Ice Cream Bar Trifle
Ice Cream Bar Trifle
Ice Cream Bar Trifle
Ice Cream Bar Trifle

Ice Cream Bar Trifle

David Venable

Picture this: it's a sweltering day & everyone at your party is HOT. Imagine their delight if you put this trifle on the table. Way to go, BBQ hero. Way to go!"

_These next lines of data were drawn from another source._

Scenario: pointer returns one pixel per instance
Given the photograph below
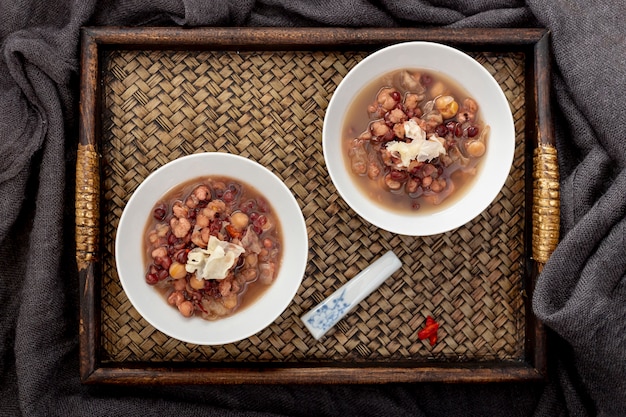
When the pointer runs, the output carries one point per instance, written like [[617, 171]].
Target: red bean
[[396, 175], [160, 212], [248, 206], [181, 256], [162, 274], [164, 262], [472, 131], [441, 131], [228, 196], [262, 205], [152, 279]]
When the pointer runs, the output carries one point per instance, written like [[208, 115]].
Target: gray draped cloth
[[580, 296]]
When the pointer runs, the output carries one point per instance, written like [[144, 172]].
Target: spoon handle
[[326, 314]]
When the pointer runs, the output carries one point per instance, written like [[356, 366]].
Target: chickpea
[[475, 148], [447, 106], [180, 284], [239, 220], [251, 260], [177, 270], [176, 298], [196, 284], [186, 308], [437, 89], [159, 252], [249, 275], [230, 302], [379, 128]]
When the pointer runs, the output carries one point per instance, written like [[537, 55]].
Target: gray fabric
[[581, 294]]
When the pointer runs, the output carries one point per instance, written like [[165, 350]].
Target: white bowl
[[253, 318], [495, 111]]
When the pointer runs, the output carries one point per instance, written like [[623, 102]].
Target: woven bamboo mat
[[269, 106]]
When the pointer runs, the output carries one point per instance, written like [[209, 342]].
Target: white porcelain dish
[[253, 318], [495, 111]]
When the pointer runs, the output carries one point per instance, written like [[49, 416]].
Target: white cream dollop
[[215, 261], [419, 148]]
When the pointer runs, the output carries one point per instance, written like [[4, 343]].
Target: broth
[[376, 122], [212, 246]]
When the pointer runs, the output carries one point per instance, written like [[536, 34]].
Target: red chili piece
[[430, 331]]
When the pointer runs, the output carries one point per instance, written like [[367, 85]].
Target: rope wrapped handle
[[87, 205], [546, 202]]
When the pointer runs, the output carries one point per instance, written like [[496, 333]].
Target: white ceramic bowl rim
[[253, 318], [495, 110]]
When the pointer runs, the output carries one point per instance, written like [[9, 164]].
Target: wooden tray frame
[[542, 210]]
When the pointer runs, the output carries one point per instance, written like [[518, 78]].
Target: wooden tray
[[151, 95]]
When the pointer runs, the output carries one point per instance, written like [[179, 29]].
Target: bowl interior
[[493, 169], [254, 317]]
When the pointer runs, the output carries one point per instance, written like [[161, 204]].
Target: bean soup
[[212, 246], [413, 139]]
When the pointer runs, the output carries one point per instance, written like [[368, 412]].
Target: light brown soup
[[376, 122], [226, 212]]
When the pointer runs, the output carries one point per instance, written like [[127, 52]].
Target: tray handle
[[87, 205], [546, 203], [546, 206]]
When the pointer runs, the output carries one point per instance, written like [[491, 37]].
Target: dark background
[[581, 294]]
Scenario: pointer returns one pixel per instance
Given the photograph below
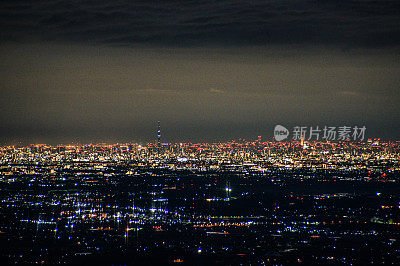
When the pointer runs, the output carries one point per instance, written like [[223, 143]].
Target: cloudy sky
[[87, 71]]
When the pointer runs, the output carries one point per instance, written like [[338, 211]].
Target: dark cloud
[[63, 93], [181, 23]]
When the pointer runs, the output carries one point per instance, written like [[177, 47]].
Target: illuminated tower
[[158, 136]]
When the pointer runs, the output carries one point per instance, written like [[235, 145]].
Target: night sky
[[90, 71]]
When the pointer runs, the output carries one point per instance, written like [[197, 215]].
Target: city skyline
[[99, 71]]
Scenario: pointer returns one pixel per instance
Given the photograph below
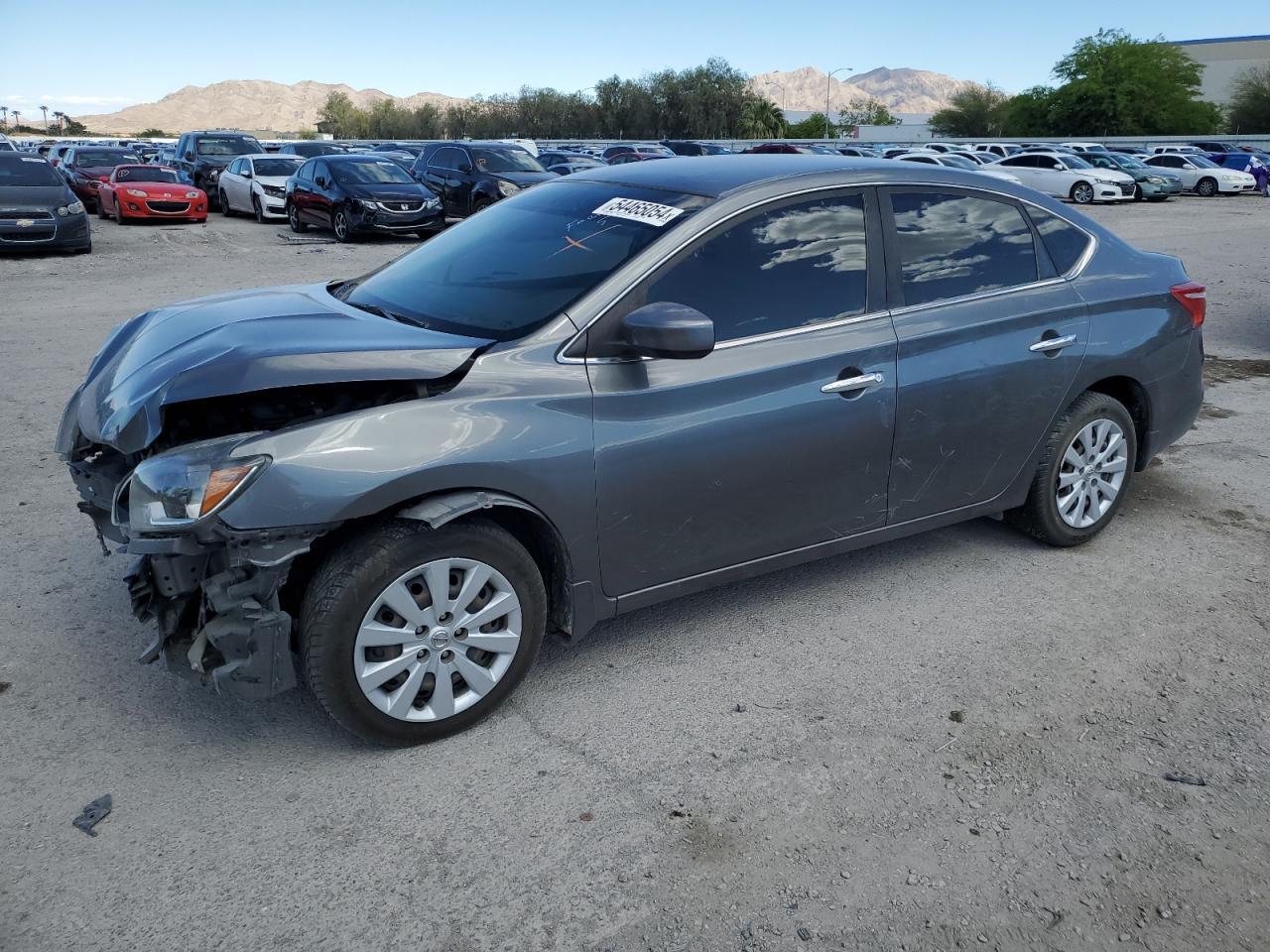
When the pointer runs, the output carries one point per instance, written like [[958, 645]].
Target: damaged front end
[[212, 590]]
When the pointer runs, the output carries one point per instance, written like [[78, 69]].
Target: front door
[[989, 341], [762, 445]]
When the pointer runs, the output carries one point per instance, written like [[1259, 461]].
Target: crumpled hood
[[241, 343]]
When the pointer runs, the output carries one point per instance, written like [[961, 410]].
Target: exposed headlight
[[180, 489]]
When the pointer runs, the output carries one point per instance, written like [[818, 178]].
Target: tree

  • 3 (10.8 oz) packages frozen double-chocolate cake slices, cut into 1" pieces
  • 2 (6 bars) packages original Klondike® bars, cut into 6 small squares
  • 8 oz dark chocolate-covered pretzels
  • 12 oz caramel sauce
  • 16 oz whipped topping


Place the cake and Klondike bar cubes in a large baking dish and freeze until ready to assemble.
Gently crush the chocolate-covered pretzels into smaller pieces. (Don't over-crush, otherwise your pretzels will become dust!) Reserve 2 ounces to decorate the top of the trifle.
Place 1/3 of the chocolate cake squares into a large trifle dish. Then, place 1/3 of the Klondike bar cubes on top, followed by 1/3 of the crushed chocolate-covered pretzels. Drizzle 1/4 of the caramel sauce over the pretzels and top with a 1/3 of the whipped cream. Repeat this order two more times, finishing with the whipped topping.
Add the rest of the caramel sauce and top with the reserved crushed chocolate-covered pretzels. Freeze immediately. Before serving, let the trifle sit at room temperature for 3–4 minutes (so the cake can thaw slightly.)

Cook's Notes

Substitute the original Klondike® bars with your favorite ice cream bar. If you're a chocolate lover, use chocolate sauce or syrup instead of caramel sauce. Work as fast as you can when assembling, if not the ice cream will melt.